I came across my Moleskine today. I bought it years ago but never got as much use from it as i thought i would. It cost me $17 then- which was a lot of money to me at the time. Anyway, i found this passage in the first pages.
It’s the 1st Saturday in May, 2005.
I’ve just bought the book you have in your hands now. I don’t expect greatness to come out of it nor for it to do for me what countless notebooks before this one have failed to do.
however, given what i paid for it, an hours wage & some change, it wouldn’t be unreasonable for me to expect SOMETHING more.
Perhaps if nothing else, this book will have a touch more class than my usual spiral bound notebooks which usually becomes a battleground for the noodle in my head that i call a brain.
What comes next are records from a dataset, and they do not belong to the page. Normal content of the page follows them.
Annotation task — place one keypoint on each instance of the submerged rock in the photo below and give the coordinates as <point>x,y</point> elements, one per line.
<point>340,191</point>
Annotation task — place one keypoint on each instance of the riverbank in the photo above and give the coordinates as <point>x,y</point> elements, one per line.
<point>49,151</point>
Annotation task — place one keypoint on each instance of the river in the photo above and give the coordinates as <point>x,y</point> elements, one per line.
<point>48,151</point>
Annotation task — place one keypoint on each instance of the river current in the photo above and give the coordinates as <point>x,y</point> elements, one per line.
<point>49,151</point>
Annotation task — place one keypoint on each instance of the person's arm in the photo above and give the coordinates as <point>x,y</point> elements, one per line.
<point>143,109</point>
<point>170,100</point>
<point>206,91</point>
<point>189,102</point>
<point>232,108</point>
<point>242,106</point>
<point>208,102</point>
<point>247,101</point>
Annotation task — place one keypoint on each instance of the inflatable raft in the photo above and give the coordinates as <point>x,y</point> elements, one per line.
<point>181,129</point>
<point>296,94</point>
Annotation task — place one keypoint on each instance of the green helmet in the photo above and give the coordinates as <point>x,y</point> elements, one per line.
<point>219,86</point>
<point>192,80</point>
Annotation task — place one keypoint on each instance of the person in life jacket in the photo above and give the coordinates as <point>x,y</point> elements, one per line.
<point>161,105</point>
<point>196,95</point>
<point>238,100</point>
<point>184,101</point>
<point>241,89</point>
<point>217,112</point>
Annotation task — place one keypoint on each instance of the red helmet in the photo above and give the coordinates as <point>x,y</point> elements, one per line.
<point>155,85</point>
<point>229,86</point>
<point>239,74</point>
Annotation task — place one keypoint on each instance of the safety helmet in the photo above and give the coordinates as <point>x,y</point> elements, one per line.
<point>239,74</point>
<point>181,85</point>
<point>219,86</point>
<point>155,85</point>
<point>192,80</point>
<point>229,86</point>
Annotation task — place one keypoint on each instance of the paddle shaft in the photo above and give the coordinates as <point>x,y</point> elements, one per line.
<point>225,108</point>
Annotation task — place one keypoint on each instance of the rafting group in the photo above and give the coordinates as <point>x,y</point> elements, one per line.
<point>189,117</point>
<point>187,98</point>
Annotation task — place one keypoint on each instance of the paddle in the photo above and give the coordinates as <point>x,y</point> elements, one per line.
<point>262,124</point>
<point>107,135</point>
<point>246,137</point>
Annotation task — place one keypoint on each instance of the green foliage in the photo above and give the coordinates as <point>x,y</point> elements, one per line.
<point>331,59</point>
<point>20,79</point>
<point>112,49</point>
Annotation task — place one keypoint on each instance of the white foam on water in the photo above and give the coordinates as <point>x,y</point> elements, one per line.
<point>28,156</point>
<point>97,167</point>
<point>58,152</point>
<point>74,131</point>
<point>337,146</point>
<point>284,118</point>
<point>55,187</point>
I’m finishing off an average cup of joe at Boyd’s @ the corner of Flanders and 11th Avenue. Winter is officially gone & spring is her usual volatile self. A dark canopy ebbs and flows, letting sunlight warm me for a few seconds before the heatless sun returns [edit: this makes no sense- but i think i was trying to say the sun was on me but not quite warming me] . The streetcar light just went by with its usual steel and electric vocabulary and as for me, i’m getting tired of this cup of coffee. I wish Boyd’s the best but if this medium roast is indeed medium, then their dark roast is probably about as bitter as lickcing a battery post.
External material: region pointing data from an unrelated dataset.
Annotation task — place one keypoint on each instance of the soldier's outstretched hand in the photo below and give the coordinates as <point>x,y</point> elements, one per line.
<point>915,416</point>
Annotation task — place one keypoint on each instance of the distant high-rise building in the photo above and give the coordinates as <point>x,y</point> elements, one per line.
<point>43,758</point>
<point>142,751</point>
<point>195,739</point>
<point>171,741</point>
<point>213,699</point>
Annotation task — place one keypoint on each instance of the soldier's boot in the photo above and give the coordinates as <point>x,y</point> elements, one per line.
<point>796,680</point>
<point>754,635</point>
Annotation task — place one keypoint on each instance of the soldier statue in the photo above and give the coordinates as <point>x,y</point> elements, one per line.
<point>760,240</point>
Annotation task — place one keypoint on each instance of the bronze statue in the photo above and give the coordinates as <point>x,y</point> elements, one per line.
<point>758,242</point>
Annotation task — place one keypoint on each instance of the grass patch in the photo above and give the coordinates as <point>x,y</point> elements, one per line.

It’s past 7:30 pm Saturday night. For reasons i’ve yet to understand, i’ve allowed my neighbor **** to talk me into running errands along with him. We couldn’t be more different in several ways. he HATES silence; silence for me is a warm coat i like to keep on so i can think. He loves asking me questions for which i have absolutely no opinion on or prefer to keep my thoughts private.
If you were to put him on an island with no cigarettes, booze, coffee or anyone to constantly jibber jabber with, i believe he would spontaneously combust, implode and go insane within 15 minutes.